Ketua FBB Koko Haryanto mengatakan, kritik yang disampaikan beberapa waktu lalu masih dianggap angin lalu. Dua juga meminta lembaga semacam Majelis Ulama Indonesia (MUI) Beltim untuk ikut bersikap demia khususknya bulan Ramadan. Jadi, tidak ada kesan hanya ikut-ikut saja atas intruksi tersebut.
Koko sangat menyesalkan sikap sejumlah elemen Islam yang hanya mengambil posisi aman, tidak seperti MUI dan Ormas Islam di Kabupaten Belitung. “Kami sangat kecewa dengan di Beltim yang tidak merespon kritik kami beberapa waktu lalu di media. Semestinya ini pintu masuk untuk mendorong pemerintah daerah merevisi intruksi tersebut,” ungkap Koko.

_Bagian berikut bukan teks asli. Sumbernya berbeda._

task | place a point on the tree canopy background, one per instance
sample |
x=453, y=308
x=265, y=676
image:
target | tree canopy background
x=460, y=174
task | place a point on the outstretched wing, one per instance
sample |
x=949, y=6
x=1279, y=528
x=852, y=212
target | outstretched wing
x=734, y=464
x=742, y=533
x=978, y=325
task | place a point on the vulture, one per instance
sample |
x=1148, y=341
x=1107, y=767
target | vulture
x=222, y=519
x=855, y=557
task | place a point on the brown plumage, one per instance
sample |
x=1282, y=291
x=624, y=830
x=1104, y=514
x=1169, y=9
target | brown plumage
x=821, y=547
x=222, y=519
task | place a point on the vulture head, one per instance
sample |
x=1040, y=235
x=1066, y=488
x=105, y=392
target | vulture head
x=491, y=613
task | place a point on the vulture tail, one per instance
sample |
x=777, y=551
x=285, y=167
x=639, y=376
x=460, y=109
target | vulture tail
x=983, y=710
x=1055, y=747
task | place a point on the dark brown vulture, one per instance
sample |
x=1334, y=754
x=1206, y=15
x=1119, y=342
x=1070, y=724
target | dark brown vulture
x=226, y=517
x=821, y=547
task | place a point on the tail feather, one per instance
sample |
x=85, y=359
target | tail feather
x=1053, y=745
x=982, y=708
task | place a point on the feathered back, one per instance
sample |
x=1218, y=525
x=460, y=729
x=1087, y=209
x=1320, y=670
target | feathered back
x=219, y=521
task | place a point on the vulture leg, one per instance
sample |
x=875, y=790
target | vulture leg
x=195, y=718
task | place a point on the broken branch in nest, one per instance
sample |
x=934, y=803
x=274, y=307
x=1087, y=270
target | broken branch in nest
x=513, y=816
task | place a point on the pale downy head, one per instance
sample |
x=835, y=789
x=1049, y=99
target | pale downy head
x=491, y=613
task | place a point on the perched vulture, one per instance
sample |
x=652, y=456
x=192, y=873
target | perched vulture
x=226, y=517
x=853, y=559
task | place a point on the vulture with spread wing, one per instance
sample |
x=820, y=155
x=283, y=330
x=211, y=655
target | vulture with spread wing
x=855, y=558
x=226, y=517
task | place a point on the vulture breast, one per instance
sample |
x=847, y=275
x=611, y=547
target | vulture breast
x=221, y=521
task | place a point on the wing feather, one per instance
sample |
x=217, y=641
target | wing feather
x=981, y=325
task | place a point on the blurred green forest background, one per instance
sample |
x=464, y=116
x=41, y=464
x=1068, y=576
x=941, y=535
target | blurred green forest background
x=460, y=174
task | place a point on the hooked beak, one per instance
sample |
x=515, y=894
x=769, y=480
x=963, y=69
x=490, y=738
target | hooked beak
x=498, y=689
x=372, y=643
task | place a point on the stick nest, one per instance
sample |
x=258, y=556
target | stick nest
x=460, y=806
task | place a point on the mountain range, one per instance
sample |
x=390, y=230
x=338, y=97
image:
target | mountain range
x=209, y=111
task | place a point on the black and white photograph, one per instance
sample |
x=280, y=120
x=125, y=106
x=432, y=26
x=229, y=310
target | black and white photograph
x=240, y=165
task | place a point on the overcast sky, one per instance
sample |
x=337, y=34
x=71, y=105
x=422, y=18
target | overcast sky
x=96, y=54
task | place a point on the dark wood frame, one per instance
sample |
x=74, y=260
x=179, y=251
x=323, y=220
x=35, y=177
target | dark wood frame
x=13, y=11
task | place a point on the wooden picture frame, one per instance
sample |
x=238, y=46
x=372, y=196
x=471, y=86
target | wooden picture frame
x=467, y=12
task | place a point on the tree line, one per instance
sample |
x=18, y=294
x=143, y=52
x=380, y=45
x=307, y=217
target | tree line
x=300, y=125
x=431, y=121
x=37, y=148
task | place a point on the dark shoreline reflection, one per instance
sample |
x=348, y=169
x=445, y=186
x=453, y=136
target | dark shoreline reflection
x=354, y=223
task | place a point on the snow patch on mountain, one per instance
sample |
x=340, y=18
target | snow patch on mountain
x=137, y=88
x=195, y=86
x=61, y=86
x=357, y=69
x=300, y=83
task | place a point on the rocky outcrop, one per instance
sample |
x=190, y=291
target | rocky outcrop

“MUI mesti tunjukan jalan kebenaran, amar ma’ruf nahi munkar bagi umat. Bila tidak ada respon, Nanti Kami akan berkirim surat atas nama Fraksi PBB Beltim, mengingat banyak masyarakat yang menaruh harapan kepada kami agar pemerintah daerah menutup THM selama Bulan Ramadan seperti halnya di Kabupaten Belitung,” sesal Koko.
Seperti berita sebelumya, atas desakan MUI dan Ormas Islam di Belitung, Bupati Belitung, Sahani Saleh melakukan revisi atas Perbup yang menyangkut Pengaturan THM selama bulan Ramadan.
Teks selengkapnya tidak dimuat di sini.